Now let’s talk about Spotify. It’s almost entirely beholden to the music labels, with a few exceptions (which I’ll get to in a moment). And despite many suggestions that it should, it hasn’t attempted to form its own music label, essentially identifying upcoming artists and signing them exclusively. And its executives have signaled that it has no plans to do this in the near future. And this makes the company extremely vulnerable given that three of its biggest competitors (Apple, Amazon, and Google) are among the most valuable companies in the world and have much larger warchests that could be used to pay off the music labels for things like windowing, which is when one streaming service gets exclusive access to a new song or album for a period of weeks before it’s made available on other platforms. In some cases, big artists like Taylor Swift have actually pulled their songs from Spotify simply because they didn’t like its business terms.

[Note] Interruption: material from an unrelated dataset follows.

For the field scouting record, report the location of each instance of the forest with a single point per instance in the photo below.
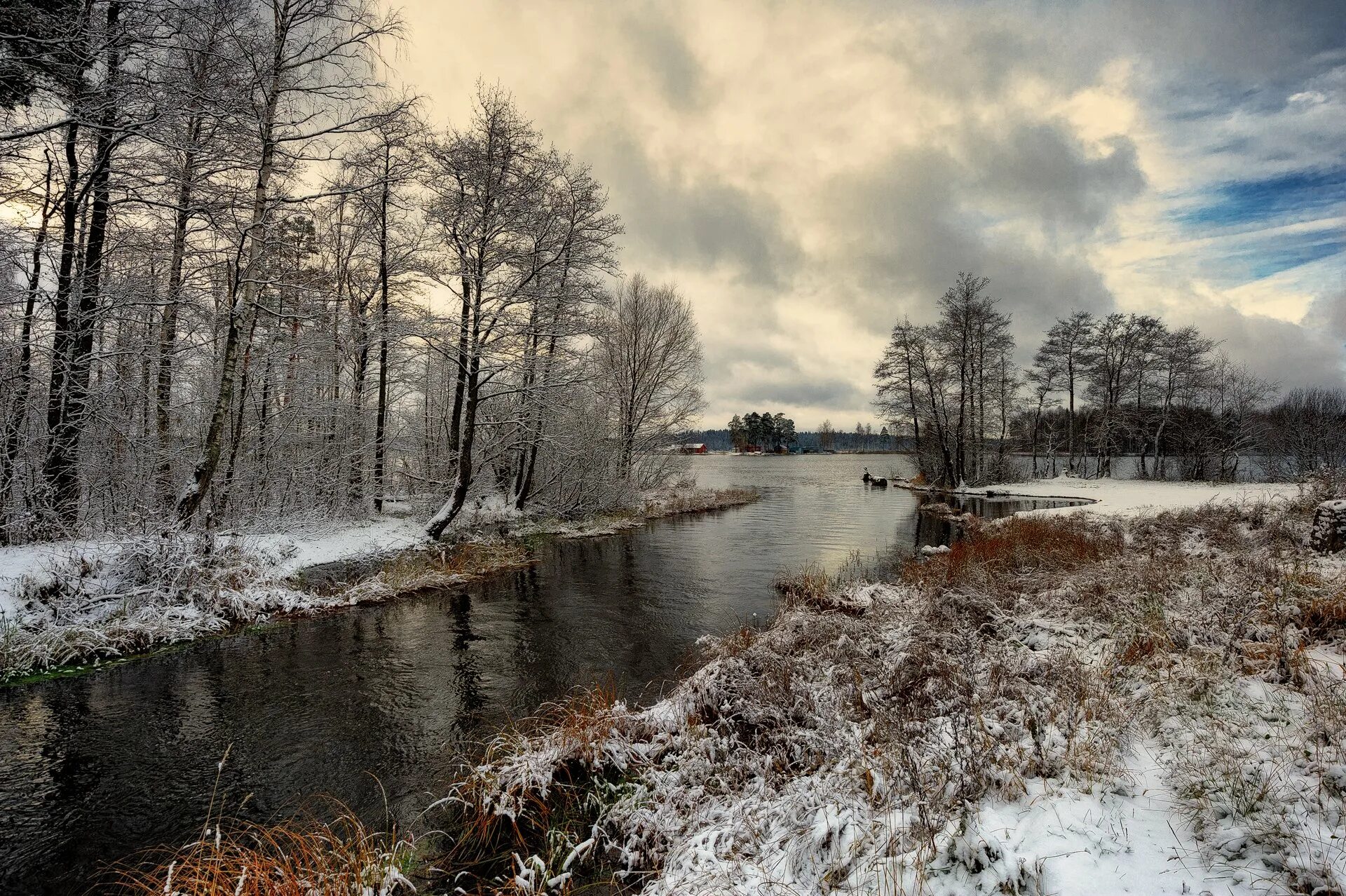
(1099, 388)
(245, 279)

There would be several advantages to Spotify signing its own music artists. Like Netflix did in the development of its shows, Spotify could leverage its massive amounts of internal data for what its users prefer and could even identify up-and-coming indie artists that have been yet to be signed to a music label. It could also use its influential promotional power to grow an artist’s following, inserting their songs into its playlists; one music label has claimed that playlists increase a song’s streams by between 50 and 100 percent.
There are a couple reasons this approach could be a game changer for Spotify. The first is that Spotify would have differentiated content that sets it apart from competing apps that otherwise have the exact same music catalogs. This would hopefully then increase its leverage when negotiating with music labels. But perhaps the most important benefit is that it could simultaneously increase the pay of the artist while paying less for the content overall. How? By increasing the royalty given to the artist while cutting out the expensive middleman that is the music label.
I’d be remiss if I didn’t mention that Spotify has invested in original content in the past, but it was in video, not music. In fact, it paid between $20,000 and $200,000 per episode for the series it commissioned. But the video market it entered was already crowded and dominated by much larger players, not to mention that video isn’t Spotify’s forte. It would be as if, instead of launching its own shows, Netflix had signed on music artists instead. After lackluster viewership from its users, Spotify drastically scaled back its video efforts around the same time that its head of video content departed from the company.
Of course, there’s one little snag in this entire argument, and it’s that Spotify, in its early bid to gain the skeptical trust it needed from the music labels in order to get them to let it stream their catalogs, allowed those labels to invest in the company. This was probably a smart decision for when it was trying to get off the ground, especially since it was debuting a then-untested model, but this may hinder it in adopting a strategy that is antithetical to the labels’ own interest. It’s unclear to me what kind of voting power they have at the company and whether CEO Daniel Ek has the indepence needed to overrule them.
I certainly hope he does. Now that Spotify’s carved out a new market, there are plenty of new competitors on the scene, and even though it’s currently the leader in music streaming, both in free and paid subscribers, it’s in a vulnerable position, the same vulnerable position Netflix found itself in several years ago.
For Spotify to guarantee its long term security and ensure it isn’t held hostage by the very music labels it depends on, it must become a music label itself.